When I was little--scratch that, 'cause I'm still only 5'4".  When I was younger, I was afraid of the dark. Any of you that know me will find this hard to believe since I am so rugged and manly, but it's true. At night, when I was heading to bed, I would turn off the light and sprint across my room. About three feet away from my bed, I would jump and launch myself directly into the middle of my bed. Why? Because I was certain there was something living beneath the box spring that would take out my feet and suck me under if I got too close in the pitch black. I am elated to report to you that this fear no longer holds me captive. I calmly walk to my bed and crawl under the covers every night--alone, without the use of a night light. You laugh now, but you would have developed the same fear being a small child and watching the movie Little Monsters.

We have a bad experience and, often times, allow it to shape and form the way we live our lives. All of our decisions in that specific arena of life are dictated by that one experience. That is what we call fear--a circumstance, situation, or outcome that causes feelings of dread or apprehension. Fear is the very thing that creates a paradigm shift and keeps us from taking similar risks again. To many, our fears may seem very plausible; and to a point, they may be. However, they move from the plausible to the implausible when we allow them to control and dictate the trajectory of the rest of our lives.

Fear is like a disease! It creeps in, often times unnoticed, and cripples us. It becomes detrimental and debilitating to our very existence. Granted, there is such a thing as healthy fear. To fear God is a healthy fear, according to Scripture. Healthy fear can keep us from making un-wise decisions. But most often, our fears would fall under the category of the unhealthy (even our fear of God has moved into the realm of unhealthy for many of us). As I already pointed out, fear becomes unhealthy when we give it control. It is this fear that makes someone sleep with the light on, never go outside, keep relationships on a superficial level, never commit to marriage, not share their faith. The fear of death would lie on the same playing field as the rest of these. I think you get the picture.

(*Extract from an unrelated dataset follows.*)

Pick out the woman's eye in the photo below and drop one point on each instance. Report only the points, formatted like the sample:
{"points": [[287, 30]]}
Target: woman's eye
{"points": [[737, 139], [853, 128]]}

The sad reality is that this is where a majority of us live our life everyday. We live in a perpetual state of fear. This fear holds us back. It keeps us from pursuing things beyond ourselves--the very things we were created to do. When we give fear control, we live far less significant lives than we were intended to. Unfortunately, I am no different from the many. This is where my life has been spent the past several years. Far too long, I have allowed my fears to hold me captive. My fears have been determining the course of my life. Because of fear, I have been eeking my way through life, missing numerous opportunities. Well today, I say no more! No longer will my life be controlled by fear (and regret).

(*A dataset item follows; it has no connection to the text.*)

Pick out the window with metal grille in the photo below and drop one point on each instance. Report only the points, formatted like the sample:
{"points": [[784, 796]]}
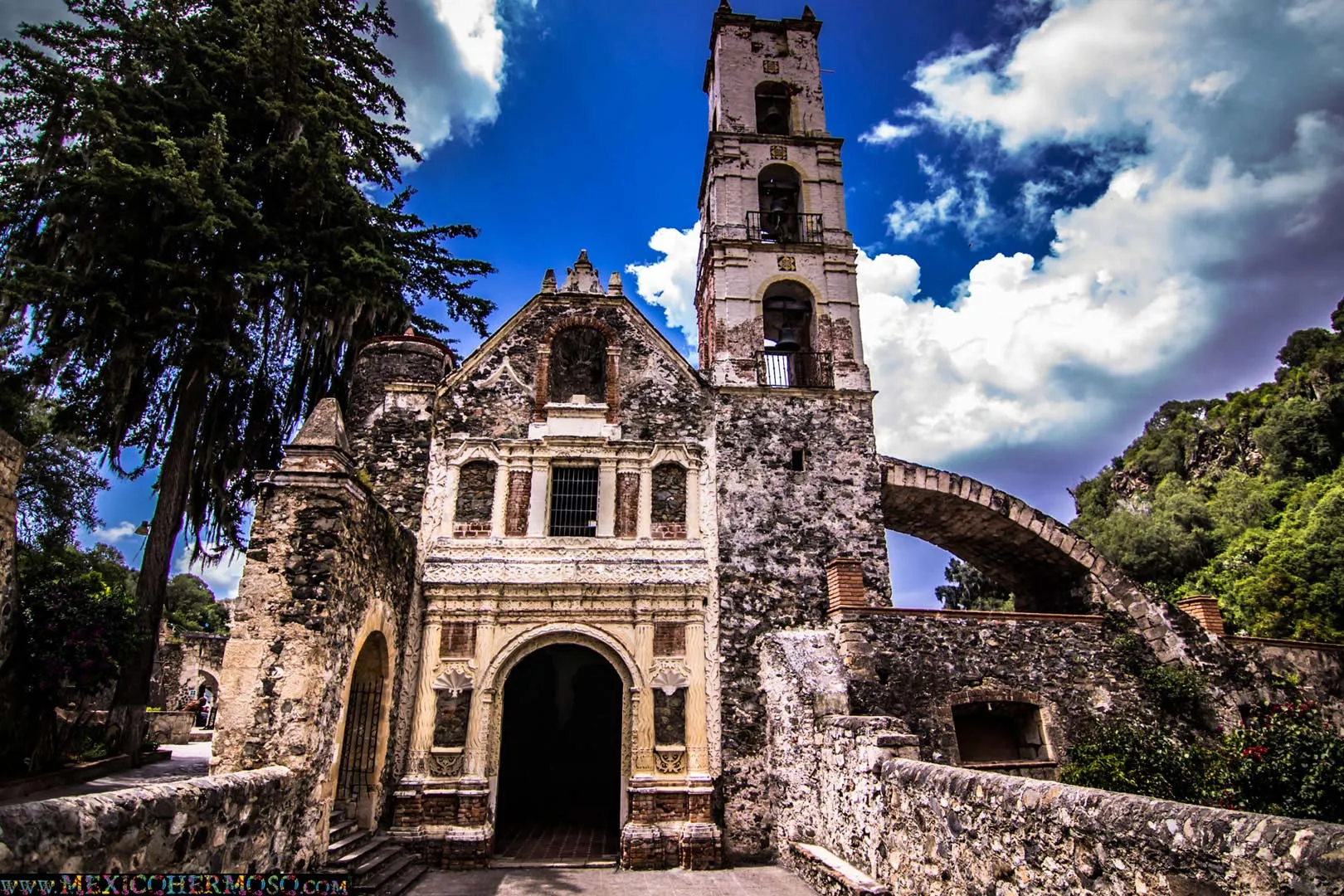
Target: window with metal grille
{"points": [[574, 500]]}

A big fear of mine has always been the fear of failure. By nature, I am a very competitive person. It is hardwired in my DNA. If I know I can't succeed, I usually won't even make an attempt. Knowing this, it is time I make a conscious decision to combat this fear. Here on out, I vow to take risks, even if they will inevitably end in failure. Afterall, I cannot predict the future, so I will never know the outcome until I make the attempt. For the last 4 years, this fear has kept me from pursuing the calling God placed on my life. What if I pursue my dream and fall flat on my face? Can I really make a go of it? Am I even gifted in this area? These are the questions that continually plague me. Please understand, I am not fishing for compliments or a pat on the back. I know the answer to these questions has less to do about me and my ability than my faith in God's ability.

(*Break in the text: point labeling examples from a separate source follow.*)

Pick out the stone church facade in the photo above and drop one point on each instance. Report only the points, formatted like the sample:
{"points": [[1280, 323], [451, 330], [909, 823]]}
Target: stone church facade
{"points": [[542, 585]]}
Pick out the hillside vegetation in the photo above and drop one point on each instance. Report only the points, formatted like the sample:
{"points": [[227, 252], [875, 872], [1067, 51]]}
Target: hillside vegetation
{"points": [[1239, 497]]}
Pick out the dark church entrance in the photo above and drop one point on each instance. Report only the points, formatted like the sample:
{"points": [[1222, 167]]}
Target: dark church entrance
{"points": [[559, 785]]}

My divorce brought a fear of rejection to the surface. Granted, most of us have this fear innate within us; but, for me, it grew exponentially when the one I vowed to give myself to heart and soul rejected me. Not that I'm the only one that has gone through this, or ever will go through this, but it hit me pretty hard. There was a sense that it was my fault; that I had pushed her away; that I was to blame. I lived with the tension of that fear and guilt for months thinking I wasn't deserving of love and wouldn't find it again. For the better part of a year I built up walls to keep any female at bay. I wasn't going to allow women to hurt me again. And to be completely honest, this is still something I have to be on the lookout for.

Again, these may sound like legitimate fears. But I want you to see why they are not ! In Scripture, John tells us that "perfect love drives out fear." The reason we fear is obvious—we lack perfect love. Since we are imperfect beings, we are incapable of displaying perfect love; however, you should know we are all capable of receiving perfect love that comes only from our heavenly father. If you and I would begin to trust that He knows what He is doing and has our best interest at heart, we could overcome our fears. The result would be phenomenal. It would change the way we make every decision (not to mention the way we see everyone else). His perfect love will drive our fears away. Then, and only then, can we face our fears head on!